Taking on cultural myths and other nonsense

Things we hear about in the media all the time, some of it with a lot of gravitas and hype, wind up coming clean under the scrutiny of journalists with actual data, good sense and a lot of wit. Herewith: this year’s Top Ten Junk Science stories.

1. Some Real Inconvenient Truth. Al Gore whipped the world into a global warming frenzy with his doomsday documentary, “An Inconvenient Truth.” I personally asked Mr. Gore to help arrange a debate between scientists about the purported climate catastrophe. He declined (twice) without explanation – leaving me to wonder why global warming alarmists are unwilling to explain why they believe in non-validated and always-wrong computer guess-timations of future climate change rather than actual temperature measurements and greenhouse-effect physics that indicate manmade emissions of greenhouse gases are not a problem.

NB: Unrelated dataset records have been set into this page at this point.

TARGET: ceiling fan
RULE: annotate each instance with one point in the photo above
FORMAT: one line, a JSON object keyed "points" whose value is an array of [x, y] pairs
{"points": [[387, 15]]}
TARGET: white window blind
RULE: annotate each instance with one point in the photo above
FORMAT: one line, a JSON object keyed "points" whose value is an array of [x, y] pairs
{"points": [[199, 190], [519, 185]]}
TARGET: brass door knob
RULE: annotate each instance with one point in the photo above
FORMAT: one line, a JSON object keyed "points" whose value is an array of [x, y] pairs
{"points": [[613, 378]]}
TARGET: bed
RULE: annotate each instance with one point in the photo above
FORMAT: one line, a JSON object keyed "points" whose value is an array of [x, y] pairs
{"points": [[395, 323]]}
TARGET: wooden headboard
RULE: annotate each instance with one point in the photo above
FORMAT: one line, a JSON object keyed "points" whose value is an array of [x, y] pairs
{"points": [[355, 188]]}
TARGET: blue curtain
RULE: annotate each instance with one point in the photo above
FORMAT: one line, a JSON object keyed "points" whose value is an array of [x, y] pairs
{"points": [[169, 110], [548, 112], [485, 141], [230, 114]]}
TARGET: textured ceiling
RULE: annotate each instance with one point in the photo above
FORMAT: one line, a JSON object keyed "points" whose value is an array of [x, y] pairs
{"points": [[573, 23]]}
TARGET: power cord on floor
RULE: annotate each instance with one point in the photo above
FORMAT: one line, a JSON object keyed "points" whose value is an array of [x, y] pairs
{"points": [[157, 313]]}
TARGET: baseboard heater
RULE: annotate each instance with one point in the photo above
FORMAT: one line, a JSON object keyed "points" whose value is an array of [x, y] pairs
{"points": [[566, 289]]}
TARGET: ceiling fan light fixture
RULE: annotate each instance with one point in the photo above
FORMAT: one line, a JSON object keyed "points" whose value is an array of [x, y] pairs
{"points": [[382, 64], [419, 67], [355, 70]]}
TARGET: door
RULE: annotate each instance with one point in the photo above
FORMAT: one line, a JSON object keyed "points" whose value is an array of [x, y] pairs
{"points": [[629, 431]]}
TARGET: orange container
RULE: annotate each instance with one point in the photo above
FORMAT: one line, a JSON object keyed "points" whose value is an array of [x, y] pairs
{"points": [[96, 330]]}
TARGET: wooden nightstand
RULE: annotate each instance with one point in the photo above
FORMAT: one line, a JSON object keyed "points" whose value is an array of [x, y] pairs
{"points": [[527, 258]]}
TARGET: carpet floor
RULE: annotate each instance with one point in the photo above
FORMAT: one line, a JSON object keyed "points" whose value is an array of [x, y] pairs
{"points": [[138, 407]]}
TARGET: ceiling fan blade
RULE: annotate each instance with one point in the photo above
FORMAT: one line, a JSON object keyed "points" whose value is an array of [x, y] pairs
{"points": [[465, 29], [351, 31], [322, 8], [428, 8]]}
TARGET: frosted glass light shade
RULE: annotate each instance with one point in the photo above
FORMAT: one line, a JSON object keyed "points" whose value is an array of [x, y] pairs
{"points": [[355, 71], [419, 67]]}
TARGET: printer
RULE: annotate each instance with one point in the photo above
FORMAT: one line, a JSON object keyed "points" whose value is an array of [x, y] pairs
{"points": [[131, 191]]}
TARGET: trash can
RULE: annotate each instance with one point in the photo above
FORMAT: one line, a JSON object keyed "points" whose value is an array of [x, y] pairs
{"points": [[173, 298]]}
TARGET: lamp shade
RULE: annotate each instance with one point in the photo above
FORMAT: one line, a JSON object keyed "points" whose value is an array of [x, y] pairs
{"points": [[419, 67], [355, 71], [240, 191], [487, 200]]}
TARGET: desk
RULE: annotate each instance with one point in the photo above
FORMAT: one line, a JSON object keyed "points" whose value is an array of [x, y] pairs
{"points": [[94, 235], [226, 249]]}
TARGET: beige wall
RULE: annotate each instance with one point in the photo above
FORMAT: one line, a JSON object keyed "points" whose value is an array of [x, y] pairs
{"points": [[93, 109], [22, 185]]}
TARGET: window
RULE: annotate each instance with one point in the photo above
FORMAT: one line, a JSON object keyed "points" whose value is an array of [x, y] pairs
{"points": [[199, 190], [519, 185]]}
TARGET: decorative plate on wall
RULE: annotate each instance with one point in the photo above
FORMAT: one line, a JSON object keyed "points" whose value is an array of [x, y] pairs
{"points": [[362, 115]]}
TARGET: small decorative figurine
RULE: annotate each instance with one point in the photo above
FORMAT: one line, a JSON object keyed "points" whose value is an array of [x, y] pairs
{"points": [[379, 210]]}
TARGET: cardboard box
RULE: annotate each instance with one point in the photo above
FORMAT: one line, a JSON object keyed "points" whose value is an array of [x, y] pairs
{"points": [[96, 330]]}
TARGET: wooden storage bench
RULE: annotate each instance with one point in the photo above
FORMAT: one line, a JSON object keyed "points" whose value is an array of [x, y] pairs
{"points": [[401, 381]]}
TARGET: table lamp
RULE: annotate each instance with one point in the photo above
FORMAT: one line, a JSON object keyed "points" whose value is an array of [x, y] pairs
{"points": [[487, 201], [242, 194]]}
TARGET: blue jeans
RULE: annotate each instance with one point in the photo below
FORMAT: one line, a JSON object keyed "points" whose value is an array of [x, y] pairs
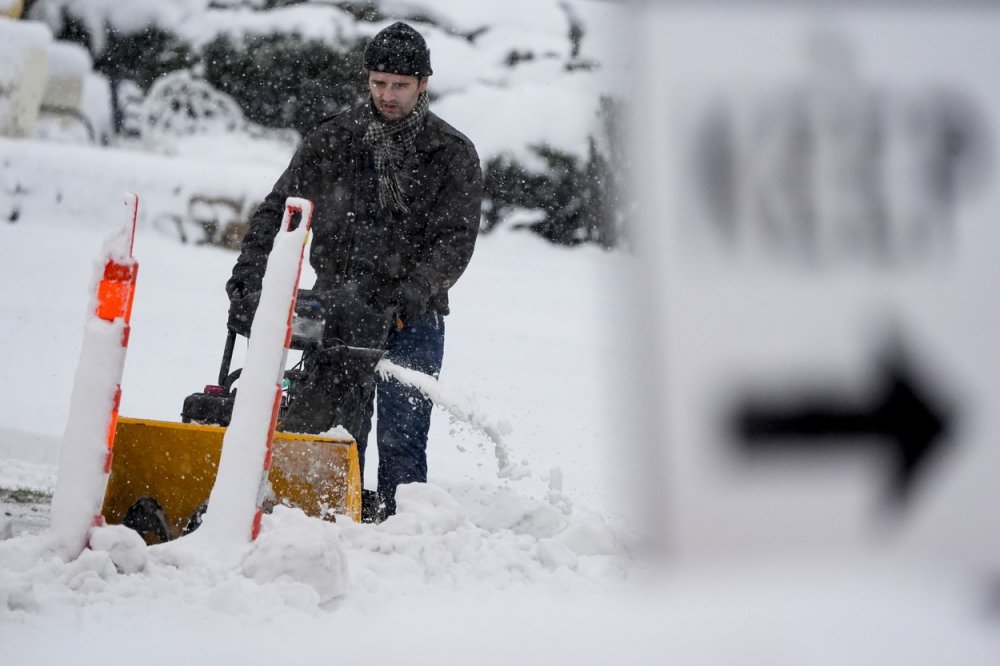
{"points": [[404, 414]]}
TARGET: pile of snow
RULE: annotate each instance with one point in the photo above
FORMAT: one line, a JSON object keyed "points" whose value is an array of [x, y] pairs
{"points": [[23, 63], [470, 46], [433, 545]]}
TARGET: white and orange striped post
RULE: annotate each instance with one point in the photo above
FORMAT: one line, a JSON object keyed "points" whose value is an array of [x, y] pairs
{"points": [[88, 442], [304, 207], [235, 505]]}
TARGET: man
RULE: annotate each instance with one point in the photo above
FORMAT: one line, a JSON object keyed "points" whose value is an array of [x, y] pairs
{"points": [[397, 194]]}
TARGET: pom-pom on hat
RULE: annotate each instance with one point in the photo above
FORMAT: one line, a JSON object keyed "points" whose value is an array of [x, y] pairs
{"points": [[398, 49]]}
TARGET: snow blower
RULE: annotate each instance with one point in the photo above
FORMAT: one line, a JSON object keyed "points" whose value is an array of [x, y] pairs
{"points": [[163, 472]]}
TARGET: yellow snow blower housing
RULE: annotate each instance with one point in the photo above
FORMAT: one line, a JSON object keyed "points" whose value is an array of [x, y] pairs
{"points": [[175, 464]]}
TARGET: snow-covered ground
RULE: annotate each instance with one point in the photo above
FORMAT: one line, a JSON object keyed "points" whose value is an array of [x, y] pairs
{"points": [[547, 569]]}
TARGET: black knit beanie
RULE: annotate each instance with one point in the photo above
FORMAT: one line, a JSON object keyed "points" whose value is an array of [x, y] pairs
{"points": [[398, 49]]}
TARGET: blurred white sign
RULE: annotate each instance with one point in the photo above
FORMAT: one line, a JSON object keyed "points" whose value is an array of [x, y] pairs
{"points": [[822, 230]]}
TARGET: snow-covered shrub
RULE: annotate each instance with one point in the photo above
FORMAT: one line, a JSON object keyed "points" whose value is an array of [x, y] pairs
{"points": [[282, 80], [577, 200]]}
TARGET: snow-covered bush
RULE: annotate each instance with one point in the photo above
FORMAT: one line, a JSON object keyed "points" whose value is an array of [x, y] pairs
{"points": [[283, 80], [522, 79]]}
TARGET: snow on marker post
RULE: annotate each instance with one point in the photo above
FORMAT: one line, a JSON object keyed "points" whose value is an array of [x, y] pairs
{"points": [[88, 442], [235, 505]]}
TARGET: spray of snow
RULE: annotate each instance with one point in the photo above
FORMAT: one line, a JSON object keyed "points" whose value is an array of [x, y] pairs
{"points": [[462, 409]]}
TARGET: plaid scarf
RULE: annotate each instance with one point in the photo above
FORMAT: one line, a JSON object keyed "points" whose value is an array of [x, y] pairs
{"points": [[391, 141]]}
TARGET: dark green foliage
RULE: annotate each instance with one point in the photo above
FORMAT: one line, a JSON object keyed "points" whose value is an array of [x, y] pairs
{"points": [[578, 198], [281, 80], [143, 56], [140, 56]]}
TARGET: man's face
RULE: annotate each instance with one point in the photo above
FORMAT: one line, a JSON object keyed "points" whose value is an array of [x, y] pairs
{"points": [[395, 95]]}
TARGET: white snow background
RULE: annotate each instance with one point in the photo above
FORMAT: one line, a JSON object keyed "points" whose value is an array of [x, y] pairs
{"points": [[544, 569]]}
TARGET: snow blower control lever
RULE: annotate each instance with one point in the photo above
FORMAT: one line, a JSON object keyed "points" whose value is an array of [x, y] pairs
{"points": [[214, 405]]}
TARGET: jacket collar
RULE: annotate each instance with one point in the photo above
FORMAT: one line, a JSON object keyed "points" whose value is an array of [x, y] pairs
{"points": [[429, 138]]}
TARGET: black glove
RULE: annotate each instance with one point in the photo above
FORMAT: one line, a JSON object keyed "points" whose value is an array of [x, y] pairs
{"points": [[242, 306], [236, 289], [409, 301]]}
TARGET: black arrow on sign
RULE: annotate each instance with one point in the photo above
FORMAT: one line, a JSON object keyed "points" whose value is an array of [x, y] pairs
{"points": [[899, 418]]}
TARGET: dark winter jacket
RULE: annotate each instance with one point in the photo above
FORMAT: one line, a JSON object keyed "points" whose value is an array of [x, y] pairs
{"points": [[354, 239]]}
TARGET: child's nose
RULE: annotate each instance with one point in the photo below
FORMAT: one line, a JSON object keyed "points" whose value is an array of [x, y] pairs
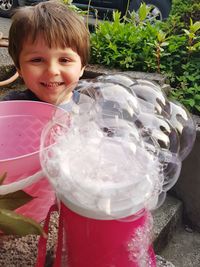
{"points": [[53, 69]]}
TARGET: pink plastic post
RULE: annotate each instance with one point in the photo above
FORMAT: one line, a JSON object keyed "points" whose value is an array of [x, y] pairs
{"points": [[103, 243]]}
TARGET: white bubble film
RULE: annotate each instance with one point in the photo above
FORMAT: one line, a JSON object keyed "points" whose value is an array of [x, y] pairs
{"points": [[119, 150]]}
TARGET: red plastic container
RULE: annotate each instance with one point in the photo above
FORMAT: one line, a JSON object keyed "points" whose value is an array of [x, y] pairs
{"points": [[89, 242]]}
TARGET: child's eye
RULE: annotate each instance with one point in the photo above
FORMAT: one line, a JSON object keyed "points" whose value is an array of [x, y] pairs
{"points": [[38, 59]]}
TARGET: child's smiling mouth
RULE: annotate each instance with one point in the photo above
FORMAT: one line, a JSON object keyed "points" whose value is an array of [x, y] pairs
{"points": [[52, 84]]}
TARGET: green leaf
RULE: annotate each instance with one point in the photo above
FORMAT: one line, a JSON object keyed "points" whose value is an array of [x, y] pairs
{"points": [[13, 223], [143, 11], [195, 27], [14, 200]]}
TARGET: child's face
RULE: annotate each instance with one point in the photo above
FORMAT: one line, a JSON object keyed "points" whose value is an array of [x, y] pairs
{"points": [[48, 71]]}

That could fall under the old ‘I’ve made up my mind, don’t confuse me with the facts’ category.

2. Board of Health or Bored of Science? New York City’s Board of Health banned restaurants from serving foods cooked with vegetable oils containing trans fats. It apparently mattered little to the Board that the Food and Drug Administration classifies trans fats as “generally recognized as safe” and that the sort of “science” the Board relied on could also be used to ban potatoes, peas, meat, dairy products and many other food items from restaurants.

Peas? How did they get in there?

We need to ask more questions, like…

3. What Hurricane Season? The National Oceanic and Atmospheric Administration’s prediction for the 2006 hurricane season was about as wrong as wrong can be…

thanks be to God.

This one is crucial. Informed folks know this already, but you have to pass the information along to everyone else.

6. Stem cell fraud and futility. Incoming Speaker of the House Nancy Pelosi plans to introduce legislation lifting the limits on federal funding of embryonic stem cell (ESC) research. But she ought to pay attention to what did, and what did not happen, in ESC research during 2006. What did happen was the indictment of prominent South Korean ESC researcher Hwang Woo-suk for faking his research. What didn’t happen was any meaningful advance in ESC research. One alleged ESC research advance hyped in the journal Nature (harvesting of ESCs without destroying the embryos) had to be corrected to note that none of the embryos in question actually survived the procedure – oops.

That can’t be stressed enough. This issue is dead serious.

Unlike this one…

8. Woodpecker Racket. The 2005 reported sighting of the thought-to-be-extinct Ivory-billed Woodpecker in eastern Arkansas raised hopes of bird-watchers everywhere. But a prominent bird expert cast serious doubt on the report in 2006, characterizing it as “faith-based” ornithology and “a disservice to science.”

 “Faith-based ornithology?!”

But the debunking may not matter. Environmental groups used the dubious sighting to convince a federal judge in July 2006 to stop a nearby $320 million Army Corps of Engineers irrigation project. Given that the anti-development Nature Conservancy funded the “search” for the woodpecker in the first place, the supposed “sighting” turned out to be quite convenient.

Thanks to reporting like this, we get to see the real stories behind the headlines trumpeted by the mainstream media. They can cook the books and tweak the data, but they don’t control all the message. How mainstream are they, anyway?